With regard to some details about the digital currencies of central banks, the forum stated that the digital currency is a currency that is widely available to the general public, and that it is considered a digital obligation on the issuing central bank and takes the digital form of paper money approved in the country.

From here, the forum emphasized that the Central Bank is the only entity that retains the authority to supply the currency and the ability to control its value directly through its monetary policy.

The forum also indicated that the use of the central bank digital currency comes as it is a legal currency that is approved for transactions, that is, it acts as a medium of exchange.

In this context, the forum clarified that the introduction of digital currencies issued by central banks has several implications for the traditional banking model. Pointing out that the digital currencies of central banks are considered obligations, which makes the digital currencies of central banks safer than the digital money of commercial banks (which is the money that is digitally traded through smart applications and electronic platforms of banks). In contrast to the traditional banking model, the deposit of digital currencies issued by central banks spares depositors any risks, thus eliminating the need to insure their deposits.

The forum also made it clear that dealing with CBDCs may not require a bank account, if the central bank so deems it. In this case, the percentage of financial inclusion increases for individuals who do not have a bank account through their dealings in digital currencies with the Central Bank through the smartphone application. However, the policy of central banks may impose the presence of bank accounts, even if the digital currency is used, because it deals directly with financial institutions only.

The report indicated that if individuals and companies are allowed to withdraw their deposits from commercial banks for the purpose of depositing them as digital currencies in central banks, then the ability of commercial banks to lend becomes restricted. Accordingly, banks may have to borrow from the Central Bank to finance their financing activities. In other words, central banks become the “lender of first resort”.
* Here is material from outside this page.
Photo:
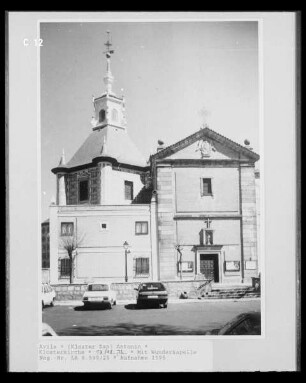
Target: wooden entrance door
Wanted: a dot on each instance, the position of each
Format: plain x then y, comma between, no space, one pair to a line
209,266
In this context, the forum defined monetary policy as a set of monetary measures implemented by central banks to influence money supply and interest rates, with the aim of maintaining price stability and the local currency exchange rate.
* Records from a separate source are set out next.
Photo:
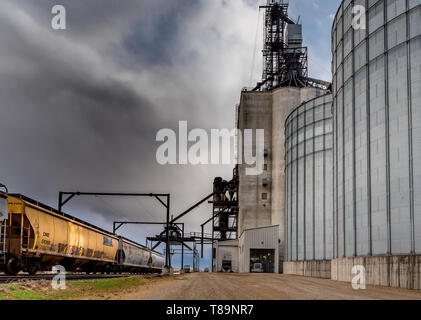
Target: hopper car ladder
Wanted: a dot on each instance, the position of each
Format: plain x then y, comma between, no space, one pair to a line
2,244
3,224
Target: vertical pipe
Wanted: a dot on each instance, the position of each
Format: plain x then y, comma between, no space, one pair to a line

And in the event that the central bank pays interest on the deposits of individuals and institutions of digital currencies, then it can transfer the impact of its monetary policy (Monetary Policy Transmission) directly to individuals and companies instead of relying on commercial banks as a tool for transferring monetary policy.
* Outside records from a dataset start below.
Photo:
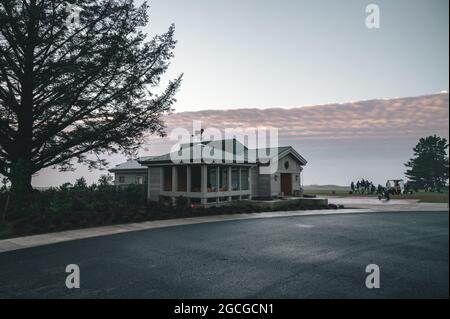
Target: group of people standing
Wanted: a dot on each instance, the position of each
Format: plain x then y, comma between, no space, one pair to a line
364,187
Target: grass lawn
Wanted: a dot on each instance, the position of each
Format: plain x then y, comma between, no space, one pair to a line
425,197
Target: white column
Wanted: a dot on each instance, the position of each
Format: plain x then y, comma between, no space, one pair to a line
229,182
250,170
188,178
240,181
148,184
174,179
217,178
217,183
174,182
204,182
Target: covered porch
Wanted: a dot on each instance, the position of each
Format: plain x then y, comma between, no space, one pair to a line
206,184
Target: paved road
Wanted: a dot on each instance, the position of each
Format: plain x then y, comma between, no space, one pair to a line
288,257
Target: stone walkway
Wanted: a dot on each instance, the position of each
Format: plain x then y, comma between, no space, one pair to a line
357,205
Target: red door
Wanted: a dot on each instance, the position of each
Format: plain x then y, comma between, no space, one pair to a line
286,184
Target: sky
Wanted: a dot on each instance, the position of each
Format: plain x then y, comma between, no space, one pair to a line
352,100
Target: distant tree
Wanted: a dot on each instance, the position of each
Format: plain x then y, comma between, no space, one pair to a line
429,167
71,89
65,187
105,180
80,184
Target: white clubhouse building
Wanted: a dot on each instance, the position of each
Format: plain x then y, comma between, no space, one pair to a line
233,175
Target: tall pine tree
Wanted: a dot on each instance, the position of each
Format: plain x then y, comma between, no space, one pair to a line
429,167
68,89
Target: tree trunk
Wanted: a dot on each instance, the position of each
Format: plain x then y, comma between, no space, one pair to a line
21,190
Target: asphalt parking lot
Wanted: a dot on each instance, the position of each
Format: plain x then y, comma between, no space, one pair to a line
286,257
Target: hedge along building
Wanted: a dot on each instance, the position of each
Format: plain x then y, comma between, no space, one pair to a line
230,171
According to the report, all transactions made through CBDCs can be monitored with the aim of quickly identifying banks facing liquidity shortage problems. Thus, it will not depend on the reports you provide to it. Accordingly, central banks’ remedial measures become more effective.

On the importance of digital currencies for central banks, the forum indicated that approximately 114 countries (representing more than 95% of global GDP) are considering offering their digital currencies through their central banks.

The forum also indicated that about 11 countries have announced the launch of their digital currencies in full, with China preparing to expand the beta version to include the entire country by 2023.

The forum also noted that more than 20 countries have taken significant experimental steps toward launching their own digital currencies. Australia, Thailand, Brazil, India, South Korea and Russia plan to continue or start pilot testing in 2023. The European Central Bank is also likely to start its experiment next year.

In a related context, the forum indicated that there are 18 G20 countries that have reached advanced stages of developing their digital currencies, while there are 7 G20 countries in their experimental stages.

In this context, the Forum indicated that in February 2022, the Governor of the Central Bank of Jordan, Dr. Adel Sharkas, stated that the Central Bank of Jordan is currently studying the possibility of issuing an official digital currency linked to the Jordanian dinar.